Fig. 1 Left, the collapsed Stewarton Bridge. Right, heavy corrosion to the buried web.

Investigation demonstrated a shear failure to two of the three main girders. The web plate thickness had
reduced due to heavy corrosion in areas that were buried under ballast. In some locations, complete loss
of section had occurred.

Prior to the collapse, concerns had been raised on corrosion to visible areas of the bridge. It was also
noted that at defined locations there were areas under ballast that may be prone to severe corrosion and
lamination leading to loss of section. Following this urgent defect report, the bridge owner inspected the
main girder to assess the issues raised, suggest actions and recommendations. The full extent of the
corrosion in buried areas was not identified in this inspection and no recommendations were raised to
repair the defect.

De la Concorde

In 2005 the suspended span of a highway bridge over a dual carriageway collapsed, killing five people.
Brittle failure to a half-joint detail had occurred (Figure 2). Whilst there were a number of contributing
factors including leaking expansion joints, the root cause of failure was identified as inadequately fixed
reinforcement. Half joint reinforcement detailing offers little redundancy to such defects. This hidden
defect was exacerbated by: high stress concentrations focussed at re-entrant corners; the debris and
moisture trapping nature of the joint’s re-entrant corner; the difficulty of accessing the bearing shelf for
inspection or maintenance.

Fig. 2 Left, de la Concorde collapse. Right, incorrectly fixed reinforcement.

Hammersmith

The M4 Hammersmith flyover, London had an inspection of hidden post-tensioning cables undertaken in
2011. Condition was so poor that an emergency closure and strengthening works were undertaken to
restore highway traffic on one of London’s busiest roads (Figure 3). At the time of writing, mitigation
works are over £100m.

Fig. 3 Left, corroded tendons at Hammersmith. Right, temporary strengthening works by external post-
tensioning.

Boston Manor

The 1 km Boston Manor viaduct is in Brentford, West London (Wearne, 2014) (Nicholls, 2015) carrying
the dual carriageway of the M4 motorway (Figure 4). Opened in 1965, its girders and trusses have over
600 electroslag butt welds. Electroslag welding is rarely encountered in bridgeworks: Boston Manor is
thought to be the only electroslag welded bridge on the UK trunk road network. Following concerns over
the method’s susceptibility to fatigue and brittle fracture, by the late 1970s the method was superseded.
As late as 2011’s principal inspection, no cracks breaking through the surface of the paint system had
been found. Aware of the historic issues of electroslag welding, the Highways Agency (bridge owner)
commissioned a numerical assessment of the welds. No issues were found. To verify the assessment, non-
destructive testing (NDT) and material samples were taken in 2012. The rapid development of events was
remarkable:

• Mid March 2012, start of NDT inspection.

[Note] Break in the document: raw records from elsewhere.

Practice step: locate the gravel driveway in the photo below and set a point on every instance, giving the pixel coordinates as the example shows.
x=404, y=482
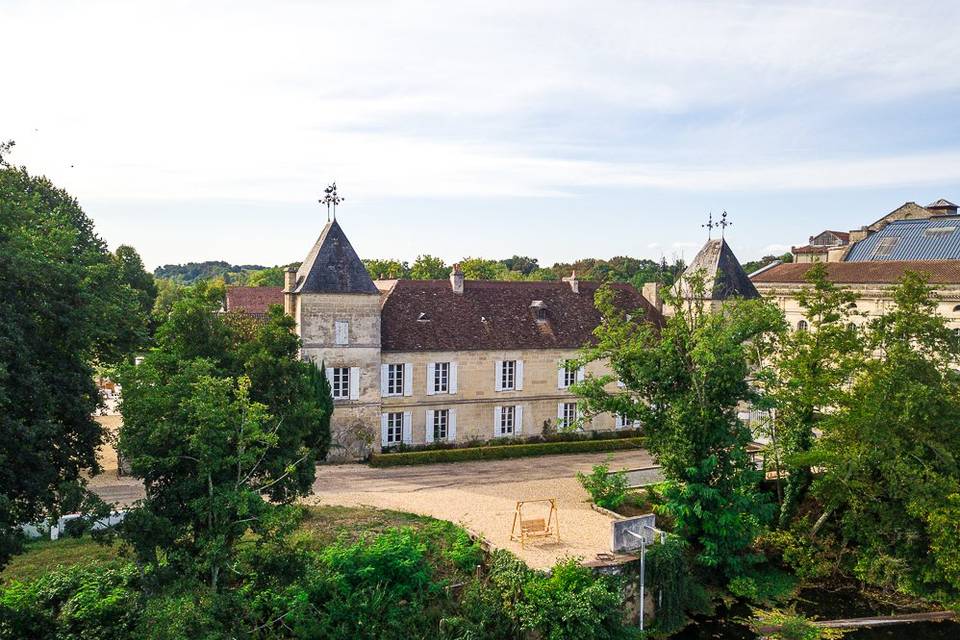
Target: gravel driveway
x=481, y=496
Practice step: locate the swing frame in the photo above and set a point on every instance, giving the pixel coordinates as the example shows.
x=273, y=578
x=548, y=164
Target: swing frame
x=526, y=529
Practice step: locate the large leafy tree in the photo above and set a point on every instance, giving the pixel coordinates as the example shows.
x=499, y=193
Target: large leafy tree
x=809, y=374
x=890, y=451
x=224, y=424
x=66, y=305
x=684, y=382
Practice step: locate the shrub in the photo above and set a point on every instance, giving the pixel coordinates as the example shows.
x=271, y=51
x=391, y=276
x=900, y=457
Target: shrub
x=607, y=490
x=503, y=452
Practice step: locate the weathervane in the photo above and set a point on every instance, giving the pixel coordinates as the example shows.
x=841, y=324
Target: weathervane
x=330, y=198
x=709, y=226
x=724, y=224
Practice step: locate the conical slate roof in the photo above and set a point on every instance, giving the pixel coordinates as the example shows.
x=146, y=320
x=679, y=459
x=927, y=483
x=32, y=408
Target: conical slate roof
x=723, y=276
x=332, y=266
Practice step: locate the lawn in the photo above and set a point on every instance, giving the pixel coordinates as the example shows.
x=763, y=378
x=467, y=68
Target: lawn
x=322, y=525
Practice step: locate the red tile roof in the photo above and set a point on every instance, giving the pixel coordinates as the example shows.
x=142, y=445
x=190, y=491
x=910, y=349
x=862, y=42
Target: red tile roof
x=253, y=300
x=426, y=315
x=885, y=272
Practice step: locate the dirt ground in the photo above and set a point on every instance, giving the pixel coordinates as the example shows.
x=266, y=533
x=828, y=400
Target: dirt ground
x=481, y=496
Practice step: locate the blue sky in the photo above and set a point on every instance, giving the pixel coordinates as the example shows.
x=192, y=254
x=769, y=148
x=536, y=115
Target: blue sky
x=552, y=129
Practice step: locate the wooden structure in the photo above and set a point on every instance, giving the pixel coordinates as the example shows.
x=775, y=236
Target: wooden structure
x=527, y=528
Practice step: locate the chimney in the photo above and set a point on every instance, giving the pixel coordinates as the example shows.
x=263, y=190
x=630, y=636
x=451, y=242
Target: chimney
x=574, y=283
x=652, y=293
x=289, y=284
x=456, y=279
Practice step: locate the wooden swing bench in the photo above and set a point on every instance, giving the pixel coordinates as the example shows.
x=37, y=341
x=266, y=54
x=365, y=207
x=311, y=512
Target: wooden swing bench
x=526, y=529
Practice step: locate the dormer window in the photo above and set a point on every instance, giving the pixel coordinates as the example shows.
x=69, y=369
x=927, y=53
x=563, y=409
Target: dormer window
x=539, y=310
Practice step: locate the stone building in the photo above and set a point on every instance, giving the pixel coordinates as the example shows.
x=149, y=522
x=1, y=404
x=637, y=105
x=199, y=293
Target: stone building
x=455, y=360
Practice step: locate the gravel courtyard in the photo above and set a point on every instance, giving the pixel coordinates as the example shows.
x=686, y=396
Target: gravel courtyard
x=481, y=496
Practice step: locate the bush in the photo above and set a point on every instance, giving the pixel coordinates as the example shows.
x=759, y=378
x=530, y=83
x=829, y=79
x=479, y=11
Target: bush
x=608, y=490
x=503, y=452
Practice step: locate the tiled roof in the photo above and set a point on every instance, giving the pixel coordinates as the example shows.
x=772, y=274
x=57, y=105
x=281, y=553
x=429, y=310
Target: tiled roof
x=936, y=238
x=426, y=315
x=253, y=300
x=724, y=277
x=332, y=266
x=885, y=272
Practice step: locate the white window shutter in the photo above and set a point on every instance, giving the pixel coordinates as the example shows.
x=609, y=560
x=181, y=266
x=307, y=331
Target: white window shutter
x=354, y=383
x=408, y=379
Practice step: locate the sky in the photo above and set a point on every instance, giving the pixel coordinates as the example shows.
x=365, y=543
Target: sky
x=208, y=130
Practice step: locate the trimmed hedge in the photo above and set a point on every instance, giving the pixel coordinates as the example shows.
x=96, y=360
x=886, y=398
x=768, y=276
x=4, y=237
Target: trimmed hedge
x=503, y=452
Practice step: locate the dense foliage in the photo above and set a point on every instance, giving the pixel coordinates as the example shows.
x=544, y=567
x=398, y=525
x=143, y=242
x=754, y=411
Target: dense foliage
x=395, y=584
x=220, y=415
x=66, y=305
x=684, y=383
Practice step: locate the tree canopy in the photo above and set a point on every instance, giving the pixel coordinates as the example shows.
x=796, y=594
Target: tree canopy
x=66, y=305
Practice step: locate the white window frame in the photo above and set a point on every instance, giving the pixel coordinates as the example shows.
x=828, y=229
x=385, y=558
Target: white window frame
x=340, y=383
x=392, y=428
x=341, y=332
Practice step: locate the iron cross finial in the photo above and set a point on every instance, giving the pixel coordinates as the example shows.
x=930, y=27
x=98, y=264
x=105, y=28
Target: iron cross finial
x=724, y=223
x=331, y=199
x=709, y=226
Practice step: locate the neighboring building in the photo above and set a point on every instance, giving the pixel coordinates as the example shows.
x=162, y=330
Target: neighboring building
x=420, y=361
x=871, y=281
x=253, y=301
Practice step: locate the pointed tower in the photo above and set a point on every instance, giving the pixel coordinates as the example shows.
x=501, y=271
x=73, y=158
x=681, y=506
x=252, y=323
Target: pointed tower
x=723, y=276
x=336, y=307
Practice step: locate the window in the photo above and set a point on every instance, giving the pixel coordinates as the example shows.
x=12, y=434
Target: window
x=441, y=377
x=508, y=375
x=885, y=246
x=341, y=330
x=507, y=420
x=394, y=379
x=567, y=415
x=441, y=424
x=340, y=383
x=393, y=429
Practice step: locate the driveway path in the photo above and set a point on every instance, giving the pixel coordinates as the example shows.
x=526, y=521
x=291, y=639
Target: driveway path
x=482, y=495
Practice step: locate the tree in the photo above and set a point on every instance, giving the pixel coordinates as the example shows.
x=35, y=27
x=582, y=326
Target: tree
x=684, y=383
x=890, y=451
x=224, y=425
x=133, y=274
x=482, y=269
x=65, y=306
x=810, y=374
x=387, y=269
x=427, y=267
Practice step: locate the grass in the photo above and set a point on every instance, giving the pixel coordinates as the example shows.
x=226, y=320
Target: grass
x=321, y=527
x=42, y=556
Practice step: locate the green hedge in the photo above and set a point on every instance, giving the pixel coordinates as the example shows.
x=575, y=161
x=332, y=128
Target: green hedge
x=503, y=452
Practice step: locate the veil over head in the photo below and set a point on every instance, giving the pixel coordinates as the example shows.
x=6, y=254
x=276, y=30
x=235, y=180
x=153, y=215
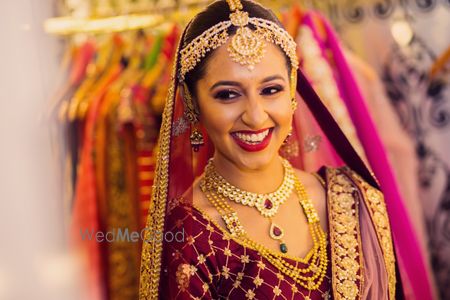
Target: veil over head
x=316, y=141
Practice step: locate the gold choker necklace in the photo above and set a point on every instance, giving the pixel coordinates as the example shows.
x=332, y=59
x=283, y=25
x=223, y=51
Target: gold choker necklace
x=309, y=277
x=266, y=204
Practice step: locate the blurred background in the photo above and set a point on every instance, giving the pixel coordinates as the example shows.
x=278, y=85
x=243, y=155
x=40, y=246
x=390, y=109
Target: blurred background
x=83, y=84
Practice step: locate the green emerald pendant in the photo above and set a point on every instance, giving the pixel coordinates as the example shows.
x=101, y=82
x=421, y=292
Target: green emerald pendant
x=283, y=248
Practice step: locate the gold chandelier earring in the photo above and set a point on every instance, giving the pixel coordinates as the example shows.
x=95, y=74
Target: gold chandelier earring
x=191, y=114
x=293, y=87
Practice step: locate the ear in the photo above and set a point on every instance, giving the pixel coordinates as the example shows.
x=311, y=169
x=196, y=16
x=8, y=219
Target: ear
x=192, y=110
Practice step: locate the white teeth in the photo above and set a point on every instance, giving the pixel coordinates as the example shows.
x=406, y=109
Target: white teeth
x=253, y=138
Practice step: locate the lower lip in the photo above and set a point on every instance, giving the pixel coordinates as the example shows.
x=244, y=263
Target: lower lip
x=254, y=147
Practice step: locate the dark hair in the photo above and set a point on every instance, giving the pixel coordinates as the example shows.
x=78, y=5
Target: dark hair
x=214, y=13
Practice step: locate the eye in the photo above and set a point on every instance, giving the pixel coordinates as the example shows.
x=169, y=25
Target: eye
x=226, y=95
x=271, y=90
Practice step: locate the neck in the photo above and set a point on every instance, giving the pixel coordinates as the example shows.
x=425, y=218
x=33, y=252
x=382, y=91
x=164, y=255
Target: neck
x=263, y=180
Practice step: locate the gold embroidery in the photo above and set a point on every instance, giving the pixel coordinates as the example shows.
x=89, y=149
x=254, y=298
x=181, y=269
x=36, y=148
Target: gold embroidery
x=344, y=237
x=151, y=252
x=183, y=275
x=377, y=209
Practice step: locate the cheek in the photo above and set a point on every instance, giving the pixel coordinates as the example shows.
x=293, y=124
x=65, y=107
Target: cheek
x=217, y=118
x=282, y=114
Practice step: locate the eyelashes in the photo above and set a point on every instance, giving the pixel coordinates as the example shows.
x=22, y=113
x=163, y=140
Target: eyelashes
x=229, y=94
x=226, y=95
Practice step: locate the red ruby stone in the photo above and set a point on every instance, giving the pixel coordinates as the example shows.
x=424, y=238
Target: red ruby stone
x=276, y=231
x=268, y=204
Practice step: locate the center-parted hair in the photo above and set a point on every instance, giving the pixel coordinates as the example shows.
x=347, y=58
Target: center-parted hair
x=214, y=13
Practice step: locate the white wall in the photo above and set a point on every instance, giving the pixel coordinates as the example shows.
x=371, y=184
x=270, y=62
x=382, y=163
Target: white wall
x=33, y=261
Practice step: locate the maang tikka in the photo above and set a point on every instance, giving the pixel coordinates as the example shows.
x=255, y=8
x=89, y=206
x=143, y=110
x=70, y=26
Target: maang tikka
x=191, y=114
x=247, y=47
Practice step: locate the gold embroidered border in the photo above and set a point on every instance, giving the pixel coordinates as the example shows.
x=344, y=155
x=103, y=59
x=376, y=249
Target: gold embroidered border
x=377, y=208
x=346, y=256
x=152, y=250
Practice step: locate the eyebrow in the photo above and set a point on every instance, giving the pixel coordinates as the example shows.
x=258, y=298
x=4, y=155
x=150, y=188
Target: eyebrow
x=235, y=83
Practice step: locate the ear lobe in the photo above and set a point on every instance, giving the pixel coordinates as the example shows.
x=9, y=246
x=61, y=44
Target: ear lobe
x=191, y=112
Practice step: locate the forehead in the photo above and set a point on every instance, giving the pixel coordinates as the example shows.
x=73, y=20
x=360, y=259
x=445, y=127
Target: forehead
x=222, y=67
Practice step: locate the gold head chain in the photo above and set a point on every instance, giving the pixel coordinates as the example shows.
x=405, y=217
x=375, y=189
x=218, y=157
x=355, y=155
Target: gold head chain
x=247, y=46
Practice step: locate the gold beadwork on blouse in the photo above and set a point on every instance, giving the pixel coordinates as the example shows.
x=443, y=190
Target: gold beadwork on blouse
x=344, y=235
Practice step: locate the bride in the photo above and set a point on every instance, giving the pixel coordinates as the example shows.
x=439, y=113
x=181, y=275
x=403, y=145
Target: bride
x=255, y=225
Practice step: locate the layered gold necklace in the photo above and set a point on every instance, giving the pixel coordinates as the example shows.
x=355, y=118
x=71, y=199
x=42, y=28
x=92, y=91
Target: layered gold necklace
x=217, y=190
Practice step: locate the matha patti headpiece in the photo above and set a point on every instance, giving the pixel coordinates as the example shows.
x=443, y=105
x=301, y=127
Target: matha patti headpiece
x=247, y=46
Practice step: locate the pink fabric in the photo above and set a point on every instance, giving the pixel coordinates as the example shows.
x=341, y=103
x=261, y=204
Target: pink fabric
x=416, y=283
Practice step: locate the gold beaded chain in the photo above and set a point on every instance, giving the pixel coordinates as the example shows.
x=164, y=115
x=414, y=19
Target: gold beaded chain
x=266, y=204
x=310, y=277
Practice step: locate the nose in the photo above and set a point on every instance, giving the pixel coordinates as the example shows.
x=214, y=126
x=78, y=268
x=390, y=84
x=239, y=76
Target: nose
x=255, y=114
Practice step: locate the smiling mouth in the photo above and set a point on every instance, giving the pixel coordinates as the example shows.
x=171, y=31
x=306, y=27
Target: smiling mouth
x=252, y=138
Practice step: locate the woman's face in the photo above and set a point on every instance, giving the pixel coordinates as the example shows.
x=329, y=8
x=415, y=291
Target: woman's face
x=246, y=113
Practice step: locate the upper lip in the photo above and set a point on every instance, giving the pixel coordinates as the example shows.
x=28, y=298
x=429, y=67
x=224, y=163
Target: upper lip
x=252, y=131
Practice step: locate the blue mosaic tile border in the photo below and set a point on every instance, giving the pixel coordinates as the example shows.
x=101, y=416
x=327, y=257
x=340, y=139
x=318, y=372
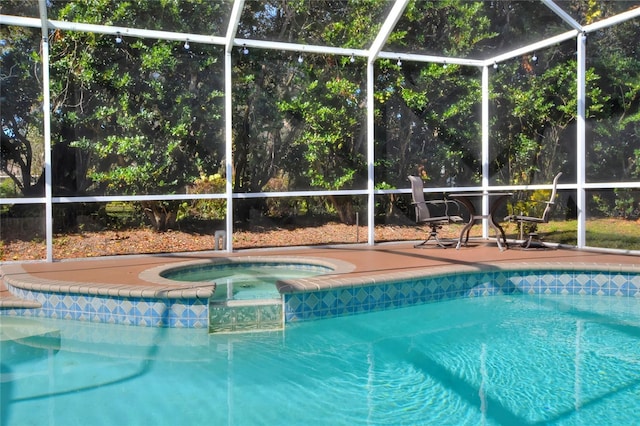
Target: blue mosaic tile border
x=146, y=312
x=354, y=300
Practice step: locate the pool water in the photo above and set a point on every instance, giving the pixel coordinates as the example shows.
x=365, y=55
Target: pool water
x=243, y=280
x=566, y=360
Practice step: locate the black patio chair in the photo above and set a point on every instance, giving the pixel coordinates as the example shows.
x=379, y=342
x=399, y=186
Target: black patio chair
x=433, y=213
x=534, y=240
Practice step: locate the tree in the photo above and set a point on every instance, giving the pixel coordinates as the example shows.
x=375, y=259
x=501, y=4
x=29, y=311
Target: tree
x=21, y=142
x=146, y=114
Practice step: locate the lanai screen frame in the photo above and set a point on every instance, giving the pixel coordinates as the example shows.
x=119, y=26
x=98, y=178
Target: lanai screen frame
x=577, y=32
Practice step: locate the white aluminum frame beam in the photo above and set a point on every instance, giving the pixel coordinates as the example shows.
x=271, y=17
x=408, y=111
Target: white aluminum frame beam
x=46, y=118
x=234, y=20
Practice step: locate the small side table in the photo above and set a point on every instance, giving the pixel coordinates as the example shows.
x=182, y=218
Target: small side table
x=495, y=201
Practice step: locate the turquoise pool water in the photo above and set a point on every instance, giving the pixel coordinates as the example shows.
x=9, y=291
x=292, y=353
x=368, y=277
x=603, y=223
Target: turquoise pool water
x=245, y=280
x=570, y=360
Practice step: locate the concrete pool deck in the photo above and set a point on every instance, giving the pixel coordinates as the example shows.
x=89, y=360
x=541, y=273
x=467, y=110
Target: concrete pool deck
x=129, y=275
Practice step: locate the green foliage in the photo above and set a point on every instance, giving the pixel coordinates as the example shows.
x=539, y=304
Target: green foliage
x=205, y=209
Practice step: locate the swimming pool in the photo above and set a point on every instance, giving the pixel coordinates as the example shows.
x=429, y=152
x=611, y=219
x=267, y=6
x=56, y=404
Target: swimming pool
x=245, y=279
x=521, y=359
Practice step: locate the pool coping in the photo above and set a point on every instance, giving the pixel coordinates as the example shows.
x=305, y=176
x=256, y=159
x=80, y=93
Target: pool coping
x=326, y=282
x=15, y=276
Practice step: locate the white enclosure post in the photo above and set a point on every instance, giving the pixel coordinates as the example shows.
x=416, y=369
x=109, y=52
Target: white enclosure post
x=485, y=148
x=46, y=118
x=580, y=140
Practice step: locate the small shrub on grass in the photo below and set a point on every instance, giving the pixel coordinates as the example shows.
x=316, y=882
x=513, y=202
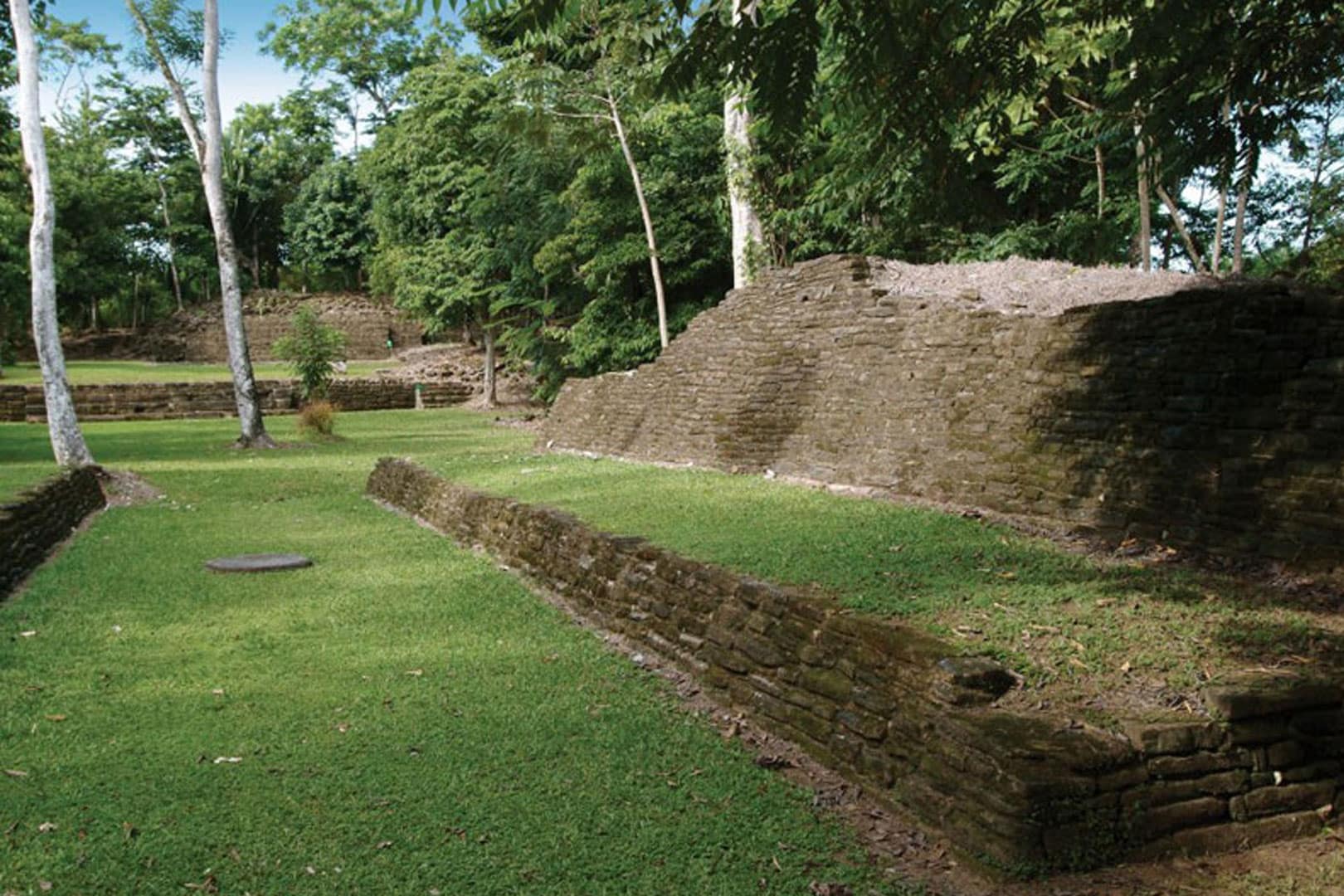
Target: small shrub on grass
x=318, y=418
x=311, y=349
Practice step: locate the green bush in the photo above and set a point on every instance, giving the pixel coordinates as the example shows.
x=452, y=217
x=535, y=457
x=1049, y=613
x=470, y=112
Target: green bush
x=318, y=418
x=311, y=349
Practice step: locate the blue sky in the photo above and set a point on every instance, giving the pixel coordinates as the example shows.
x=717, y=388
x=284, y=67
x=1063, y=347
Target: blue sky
x=246, y=74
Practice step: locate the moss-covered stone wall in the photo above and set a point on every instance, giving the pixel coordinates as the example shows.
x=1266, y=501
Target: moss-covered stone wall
x=41, y=519
x=908, y=718
x=169, y=401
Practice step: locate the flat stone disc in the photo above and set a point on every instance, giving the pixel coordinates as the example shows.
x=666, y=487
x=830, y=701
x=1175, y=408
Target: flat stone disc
x=258, y=563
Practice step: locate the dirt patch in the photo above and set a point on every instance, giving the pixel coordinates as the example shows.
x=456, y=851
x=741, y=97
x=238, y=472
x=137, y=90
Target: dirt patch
x=1020, y=286
x=124, y=488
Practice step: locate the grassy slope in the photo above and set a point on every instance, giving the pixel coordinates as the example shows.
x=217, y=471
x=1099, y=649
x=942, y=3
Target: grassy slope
x=407, y=718
x=1085, y=631
x=82, y=373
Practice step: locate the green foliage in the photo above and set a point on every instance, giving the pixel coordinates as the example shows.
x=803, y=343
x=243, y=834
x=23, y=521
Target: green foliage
x=270, y=151
x=311, y=347
x=329, y=226
x=368, y=46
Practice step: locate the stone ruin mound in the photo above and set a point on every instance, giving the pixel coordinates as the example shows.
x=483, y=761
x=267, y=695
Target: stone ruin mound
x=1186, y=410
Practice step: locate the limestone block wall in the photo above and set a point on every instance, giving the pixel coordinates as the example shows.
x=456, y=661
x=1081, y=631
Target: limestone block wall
x=43, y=518
x=903, y=713
x=1211, y=416
x=201, y=338
x=197, y=334
x=171, y=401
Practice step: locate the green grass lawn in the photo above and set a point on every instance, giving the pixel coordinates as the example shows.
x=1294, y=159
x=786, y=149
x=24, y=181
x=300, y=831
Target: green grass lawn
x=399, y=719
x=1113, y=638
x=85, y=373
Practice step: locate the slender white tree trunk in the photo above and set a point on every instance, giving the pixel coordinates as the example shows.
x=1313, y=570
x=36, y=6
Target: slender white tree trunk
x=1146, y=212
x=66, y=440
x=1099, y=158
x=648, y=219
x=212, y=178
x=747, y=234
x=208, y=148
x=488, y=386
x=1220, y=222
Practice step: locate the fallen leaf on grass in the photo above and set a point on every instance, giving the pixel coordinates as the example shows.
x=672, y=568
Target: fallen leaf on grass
x=817, y=889
x=773, y=762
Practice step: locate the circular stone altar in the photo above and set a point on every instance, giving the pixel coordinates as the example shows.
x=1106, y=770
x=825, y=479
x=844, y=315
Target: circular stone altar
x=258, y=563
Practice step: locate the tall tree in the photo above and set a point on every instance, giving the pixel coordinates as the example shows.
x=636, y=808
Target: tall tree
x=747, y=234
x=368, y=46
x=270, y=149
x=207, y=145
x=598, y=63
x=67, y=442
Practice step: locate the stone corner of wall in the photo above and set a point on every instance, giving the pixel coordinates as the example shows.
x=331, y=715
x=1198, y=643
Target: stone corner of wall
x=42, y=518
x=908, y=716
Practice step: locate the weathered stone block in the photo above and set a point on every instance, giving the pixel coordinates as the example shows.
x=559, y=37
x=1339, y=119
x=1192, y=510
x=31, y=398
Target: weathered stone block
x=1276, y=801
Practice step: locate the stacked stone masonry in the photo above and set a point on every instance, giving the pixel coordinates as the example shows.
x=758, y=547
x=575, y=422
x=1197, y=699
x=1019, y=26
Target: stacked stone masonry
x=1210, y=418
x=197, y=336
x=901, y=712
x=43, y=518
x=169, y=401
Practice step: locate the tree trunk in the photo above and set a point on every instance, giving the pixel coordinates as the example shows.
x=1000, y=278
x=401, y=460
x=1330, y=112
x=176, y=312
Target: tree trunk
x=173, y=251
x=1317, y=176
x=1220, y=223
x=1179, y=221
x=256, y=262
x=747, y=234
x=1239, y=227
x=66, y=440
x=1101, y=180
x=488, y=386
x=212, y=173
x=1146, y=212
x=648, y=219
x=1224, y=178
x=208, y=148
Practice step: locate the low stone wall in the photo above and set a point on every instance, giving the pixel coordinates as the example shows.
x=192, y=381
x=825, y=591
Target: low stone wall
x=41, y=519
x=901, y=712
x=171, y=401
x=1211, y=416
x=197, y=334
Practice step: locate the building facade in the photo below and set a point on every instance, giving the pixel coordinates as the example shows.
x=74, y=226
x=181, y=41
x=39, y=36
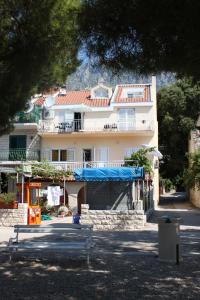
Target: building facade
x=93, y=128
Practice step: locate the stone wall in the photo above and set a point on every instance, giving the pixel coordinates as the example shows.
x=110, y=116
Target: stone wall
x=11, y=217
x=113, y=219
x=195, y=197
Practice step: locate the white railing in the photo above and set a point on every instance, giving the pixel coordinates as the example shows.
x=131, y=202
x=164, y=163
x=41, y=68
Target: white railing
x=71, y=166
x=97, y=125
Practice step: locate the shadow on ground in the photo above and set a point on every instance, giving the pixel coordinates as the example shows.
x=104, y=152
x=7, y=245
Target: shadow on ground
x=116, y=277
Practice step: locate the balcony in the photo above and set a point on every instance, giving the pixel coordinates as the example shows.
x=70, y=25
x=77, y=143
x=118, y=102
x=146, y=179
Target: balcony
x=89, y=126
x=19, y=155
x=71, y=166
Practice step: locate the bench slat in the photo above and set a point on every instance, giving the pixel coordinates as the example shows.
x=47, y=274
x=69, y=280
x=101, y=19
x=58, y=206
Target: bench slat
x=50, y=246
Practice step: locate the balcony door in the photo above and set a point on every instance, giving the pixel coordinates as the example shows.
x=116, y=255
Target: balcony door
x=87, y=158
x=127, y=119
x=77, y=121
x=17, y=147
x=103, y=157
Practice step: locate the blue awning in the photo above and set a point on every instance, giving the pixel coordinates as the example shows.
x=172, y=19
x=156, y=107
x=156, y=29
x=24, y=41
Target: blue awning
x=109, y=174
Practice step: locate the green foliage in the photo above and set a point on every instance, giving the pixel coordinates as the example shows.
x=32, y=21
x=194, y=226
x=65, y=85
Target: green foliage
x=178, y=109
x=167, y=183
x=7, y=197
x=145, y=36
x=192, y=174
x=140, y=158
x=47, y=171
x=38, y=50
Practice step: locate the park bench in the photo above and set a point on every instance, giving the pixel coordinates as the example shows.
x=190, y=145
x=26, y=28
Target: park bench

• 22 March 2012, first crack in electroslag weld identified.
• 23 March 2012, further cracks found and 17.5t emergency weight restriction imposed.
• 28 March 2012, increasing incidence of crack discovery: 7.5t emergency weight restriction
imposed.

In total, 111 cracks were found in electro-slag welds. It was stated that the cracks would require
remediating within a maximum of 250 weeks to avoid critical failures. A summer embargo on structural
works was approaching around the London 2012 Olympic and Paralympic Games, during which all
weight restrictions required removing. Work to remove cracks by grinding / burring started immediately.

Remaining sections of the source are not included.